Today, humans have entered into a contemporary society that values a marked individuality, but the parent’s generation, which controls the society, is still conservative. Parents want to get satisfaction from their children by infusing their values. The children meanwhile are in chaos, confused between a rapidly changing society and the conservative values of their parents.
Toys represent the purity and innocence of childhood and it is through this purity and innocence of toys that people have some of their most profound experiences in life.

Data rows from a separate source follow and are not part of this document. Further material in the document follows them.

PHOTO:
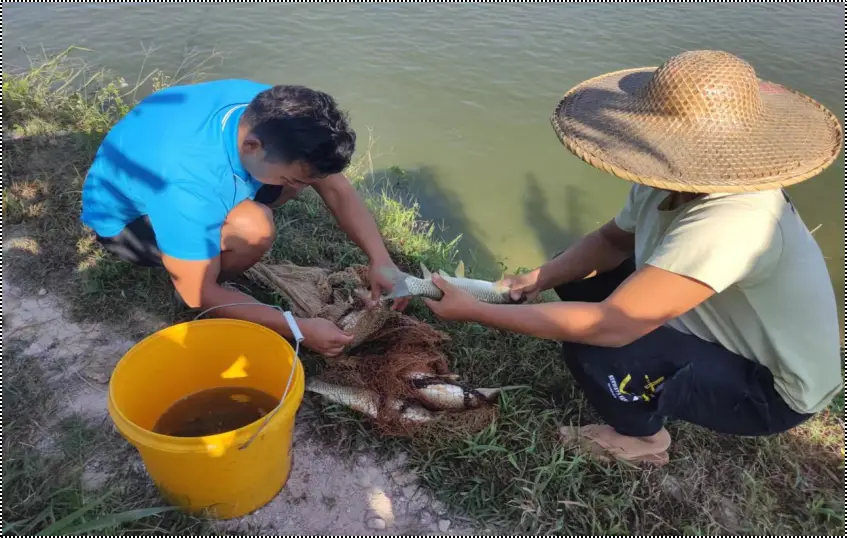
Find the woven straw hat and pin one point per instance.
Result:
(702, 122)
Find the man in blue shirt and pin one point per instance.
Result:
(188, 179)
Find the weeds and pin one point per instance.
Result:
(515, 475)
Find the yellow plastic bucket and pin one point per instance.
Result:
(220, 476)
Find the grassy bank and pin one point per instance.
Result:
(514, 475)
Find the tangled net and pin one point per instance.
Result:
(388, 347)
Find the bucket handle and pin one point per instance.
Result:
(298, 337)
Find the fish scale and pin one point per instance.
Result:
(406, 285)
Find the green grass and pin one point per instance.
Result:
(515, 475)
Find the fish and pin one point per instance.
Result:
(406, 285)
(366, 402)
(434, 392)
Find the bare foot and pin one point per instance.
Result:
(603, 442)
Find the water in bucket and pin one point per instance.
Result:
(214, 411)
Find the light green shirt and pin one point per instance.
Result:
(774, 301)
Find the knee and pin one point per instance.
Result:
(250, 223)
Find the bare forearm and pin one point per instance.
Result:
(254, 311)
(585, 323)
(593, 253)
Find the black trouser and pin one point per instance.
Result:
(136, 243)
(669, 374)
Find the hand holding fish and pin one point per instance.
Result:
(523, 286)
(455, 305)
(379, 282)
(323, 336)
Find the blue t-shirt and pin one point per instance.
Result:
(174, 158)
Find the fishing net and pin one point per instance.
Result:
(389, 348)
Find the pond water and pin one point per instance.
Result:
(461, 95)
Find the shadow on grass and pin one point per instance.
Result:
(49, 248)
(514, 475)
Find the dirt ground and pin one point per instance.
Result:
(325, 493)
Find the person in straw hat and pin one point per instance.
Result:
(706, 299)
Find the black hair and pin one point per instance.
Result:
(295, 123)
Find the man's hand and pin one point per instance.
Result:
(525, 285)
(455, 305)
(379, 283)
(323, 336)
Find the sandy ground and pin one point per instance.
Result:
(325, 492)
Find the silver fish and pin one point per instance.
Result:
(365, 401)
(443, 396)
(406, 285)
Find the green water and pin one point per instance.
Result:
(462, 94)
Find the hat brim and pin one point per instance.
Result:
(602, 122)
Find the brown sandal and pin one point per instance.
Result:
(586, 437)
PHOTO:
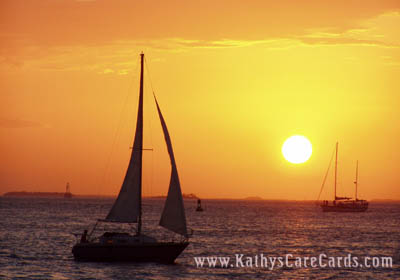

If we use children as an analog for toys, then society can be thought of as a factory that produces inferior toys (children) with only the goal of gaining the highest profits (producing adults that will be good earners). Through my artwork, I want to express that children in Korea today are like mass produced toys. They are meant to be all exactly alike, lacking individuality and quality of character, a whole society of people who are easily replaceable and hold little value as individuals, just like mass produced plastic toys or paper dolls.